Cologuard's main downside is more false alarms or false positives. Also, it's correctly ruled out colon cancer only 87 percent of the time versus 95 percent for the standard colonoscopy. More disturbing, it leads 13 percent to have follow-up colonoscopies they really didn't need — because they didn't have cancer. Yet if the alternative was to screen everyone with a colonoscopy in the first place, Cologuard could avoid 87 percent of them.
The cost is another factor that might have many opting for Cologuard which goes for $599 compared to $1,900 for a colonoscopy. If you have the Cologuard DNA test every three years, it would be $1,800 — about the cost of a colonoscopy, which is good for 10 years unless polyps are found- then it's performed every three years. Medicare covers the new test (good if I decide to opt for it) but private insurers aren't covering it yet.
Let's now put this in perspective in terms of colon cancer incidence: Colorectal cancer is the second-leading cause of cancer deaths in the United States and the fourth worldwide.
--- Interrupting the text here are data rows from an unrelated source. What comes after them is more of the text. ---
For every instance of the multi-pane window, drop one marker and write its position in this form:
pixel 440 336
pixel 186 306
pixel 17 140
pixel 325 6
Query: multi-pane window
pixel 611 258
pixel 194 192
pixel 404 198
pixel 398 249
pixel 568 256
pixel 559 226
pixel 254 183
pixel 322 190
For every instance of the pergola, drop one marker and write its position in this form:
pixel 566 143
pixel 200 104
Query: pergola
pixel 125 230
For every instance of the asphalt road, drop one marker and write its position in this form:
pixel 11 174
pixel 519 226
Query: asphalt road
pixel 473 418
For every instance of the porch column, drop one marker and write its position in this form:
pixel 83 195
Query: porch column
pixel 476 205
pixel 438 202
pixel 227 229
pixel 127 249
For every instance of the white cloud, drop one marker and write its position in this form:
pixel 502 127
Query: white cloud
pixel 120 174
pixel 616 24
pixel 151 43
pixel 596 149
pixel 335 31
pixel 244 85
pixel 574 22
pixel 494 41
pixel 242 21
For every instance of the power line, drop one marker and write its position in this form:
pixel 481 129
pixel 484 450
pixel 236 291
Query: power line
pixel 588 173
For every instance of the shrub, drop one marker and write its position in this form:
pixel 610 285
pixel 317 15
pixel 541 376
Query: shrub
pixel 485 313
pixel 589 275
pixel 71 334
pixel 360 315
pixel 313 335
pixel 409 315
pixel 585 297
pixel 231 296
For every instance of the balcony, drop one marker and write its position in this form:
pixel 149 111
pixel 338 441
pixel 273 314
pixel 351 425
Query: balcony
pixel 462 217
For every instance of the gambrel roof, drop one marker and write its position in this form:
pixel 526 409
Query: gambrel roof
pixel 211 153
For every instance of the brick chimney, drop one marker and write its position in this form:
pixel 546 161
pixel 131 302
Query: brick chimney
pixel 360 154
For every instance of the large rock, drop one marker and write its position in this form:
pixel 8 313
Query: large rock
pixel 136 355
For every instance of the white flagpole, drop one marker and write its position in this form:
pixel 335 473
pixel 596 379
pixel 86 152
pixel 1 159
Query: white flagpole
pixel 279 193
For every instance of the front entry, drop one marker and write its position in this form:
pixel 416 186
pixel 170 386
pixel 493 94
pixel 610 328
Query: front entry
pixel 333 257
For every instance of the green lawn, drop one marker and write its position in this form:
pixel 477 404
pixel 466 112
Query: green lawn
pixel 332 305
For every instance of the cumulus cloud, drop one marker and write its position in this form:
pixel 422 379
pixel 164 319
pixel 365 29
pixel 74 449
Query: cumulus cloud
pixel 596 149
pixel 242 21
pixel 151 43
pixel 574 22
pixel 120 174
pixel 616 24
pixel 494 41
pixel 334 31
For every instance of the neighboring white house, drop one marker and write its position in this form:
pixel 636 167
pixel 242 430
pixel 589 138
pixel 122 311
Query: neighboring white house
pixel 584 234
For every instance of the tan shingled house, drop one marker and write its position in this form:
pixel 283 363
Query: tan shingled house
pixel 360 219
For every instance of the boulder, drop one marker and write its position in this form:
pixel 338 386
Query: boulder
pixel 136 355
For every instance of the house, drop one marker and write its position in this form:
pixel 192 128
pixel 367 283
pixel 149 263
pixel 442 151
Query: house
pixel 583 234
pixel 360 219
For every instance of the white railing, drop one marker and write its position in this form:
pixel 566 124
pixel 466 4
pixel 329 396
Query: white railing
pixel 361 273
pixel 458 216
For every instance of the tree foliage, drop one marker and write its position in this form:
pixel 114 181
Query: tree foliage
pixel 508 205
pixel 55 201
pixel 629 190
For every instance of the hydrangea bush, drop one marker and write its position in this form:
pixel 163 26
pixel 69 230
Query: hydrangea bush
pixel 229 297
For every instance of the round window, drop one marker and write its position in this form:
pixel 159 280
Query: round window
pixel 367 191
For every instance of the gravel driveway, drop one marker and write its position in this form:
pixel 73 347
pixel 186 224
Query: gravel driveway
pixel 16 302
More than 143,000 new cases and 52,000 deaths from the disease are expected this year but only about 60 percent of at-risk people get screened currently.
Given this, it may well be that - in the words of one oncologist, the best colon cancer screening test is the one that people are willing to get.
If that happens to be Cologuard, then we shouldn't dismiss it, but rather be aware of its limitations. As observed by Dr. Kenneth Lin, a Georgetown University family physician and former staff doctor for the preventive services task force:
"You'd rather have more options than not, but I don't think there's enough data to declare this test superior to any other test because of the false positives and lack of proof that it will save lives"
Still, it's far better than no test!